From the generated SASS code above, we could clearly obtain, that the shared memory's atomicAdd on int generates single lightweight ATOMS.POPC.INC.32 RZ, [URZ], while it on float generating a bunch of SASS with a heavyweight ATOMS.CAST.SPIN R3, [RZ], R2, R3 .

The CUDA Binary Utilities doesn't show me the meaning of CAST or SPIN. However, I could guess it means an exclusive spin lock on a shared memory address. (Correct me, if my guess goes wrong.) In my real code, none of the SASS of atomicAdd of int has a hotspot. However, this ATOMS.CAST.SPIN is significantly hotter than other SASS code generated by of the atomicAdd of float.

In addition, I tested with compiler flag -arch=sm_86, -arch=sm_80 and -arch=sm_75. Under those CCs, the generated SPSS code of atomicAdd of float is very similar. Another fact is, with no surprise, the atomicAdd of double generates SPSS alike it of float.


This observation caused me more confusion than questions. I would go with some simple questions from my profiling experience and hope we could have a nice discussion.
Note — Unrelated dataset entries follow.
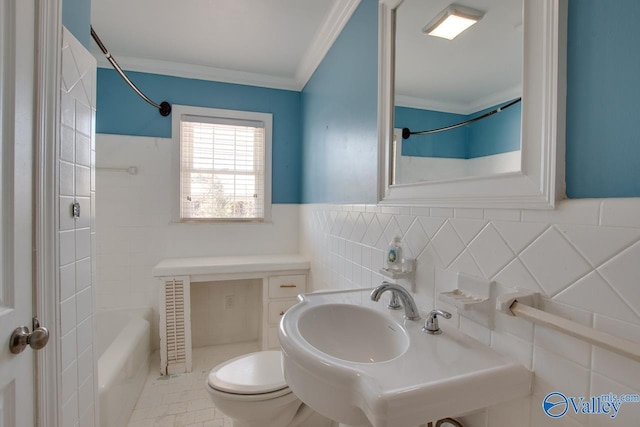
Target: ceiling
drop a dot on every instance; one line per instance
(271, 43)
(279, 44)
(480, 68)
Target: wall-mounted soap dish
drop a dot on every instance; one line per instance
(472, 298)
(461, 300)
(396, 274)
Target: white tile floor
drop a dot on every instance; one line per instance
(181, 400)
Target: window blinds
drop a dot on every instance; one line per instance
(222, 168)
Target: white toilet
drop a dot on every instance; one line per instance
(251, 390)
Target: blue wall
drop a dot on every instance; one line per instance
(339, 116)
(121, 111)
(76, 16)
(337, 124)
(451, 144)
(499, 133)
(603, 98)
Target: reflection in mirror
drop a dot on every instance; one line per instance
(440, 82)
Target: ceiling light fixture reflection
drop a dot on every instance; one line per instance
(452, 21)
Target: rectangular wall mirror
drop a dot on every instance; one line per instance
(513, 57)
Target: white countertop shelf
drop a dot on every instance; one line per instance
(229, 265)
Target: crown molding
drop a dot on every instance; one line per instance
(332, 26)
(459, 108)
(201, 72)
(340, 13)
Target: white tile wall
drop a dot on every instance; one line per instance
(136, 228)
(583, 257)
(77, 271)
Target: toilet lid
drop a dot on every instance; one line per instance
(254, 373)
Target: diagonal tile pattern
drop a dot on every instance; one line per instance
(586, 272)
(540, 255)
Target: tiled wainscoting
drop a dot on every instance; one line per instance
(79, 383)
(583, 257)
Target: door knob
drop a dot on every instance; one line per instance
(21, 337)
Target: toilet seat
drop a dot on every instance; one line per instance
(251, 374)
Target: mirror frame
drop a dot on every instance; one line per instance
(540, 183)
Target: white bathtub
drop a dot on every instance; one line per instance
(123, 343)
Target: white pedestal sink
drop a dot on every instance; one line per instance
(361, 364)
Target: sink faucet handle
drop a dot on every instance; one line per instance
(431, 324)
(394, 302)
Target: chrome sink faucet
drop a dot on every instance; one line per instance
(410, 308)
(431, 324)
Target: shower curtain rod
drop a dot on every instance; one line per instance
(164, 107)
(406, 132)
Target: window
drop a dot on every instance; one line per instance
(225, 164)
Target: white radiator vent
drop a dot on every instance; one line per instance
(175, 326)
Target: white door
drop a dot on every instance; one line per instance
(17, 52)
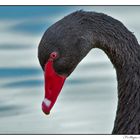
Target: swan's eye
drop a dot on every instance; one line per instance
(53, 55)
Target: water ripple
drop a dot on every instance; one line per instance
(18, 72)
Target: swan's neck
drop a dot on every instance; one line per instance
(124, 53)
(123, 50)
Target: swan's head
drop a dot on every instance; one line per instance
(60, 51)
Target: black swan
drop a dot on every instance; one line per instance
(69, 40)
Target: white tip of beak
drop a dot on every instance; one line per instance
(47, 102)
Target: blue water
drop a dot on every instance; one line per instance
(87, 104)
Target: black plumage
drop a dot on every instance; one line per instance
(76, 34)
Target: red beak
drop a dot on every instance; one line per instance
(53, 86)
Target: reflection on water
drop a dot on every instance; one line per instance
(87, 103)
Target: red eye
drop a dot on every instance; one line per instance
(54, 55)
atomicAdd(&(SM_INT), ((int)1));  // no hotspot
atomicAdd(&(SM_FLOAT), ((float)1.1)); // a hotspot

Solution

  • I probably won't be able to provide an answer addressing every possible question. CUDA SASS is really not documented to the level to explain these things.

    What does exactly ATOMS.CAST.SPIN do? The only SASS document I am aware of is the CUDA Binary Utilities.

    ATOMS.CAST.SPIN
    ^^^^^ ^^^     
       ||   |  
       ||   compare and swap
       |shared
       atomic
    

    The programming guide gives an indication of how one can implement an "arbitrary" atomic operation, using atomic CAS (Compare And Swap). You should first familiarize yourself with how atomic CAS works.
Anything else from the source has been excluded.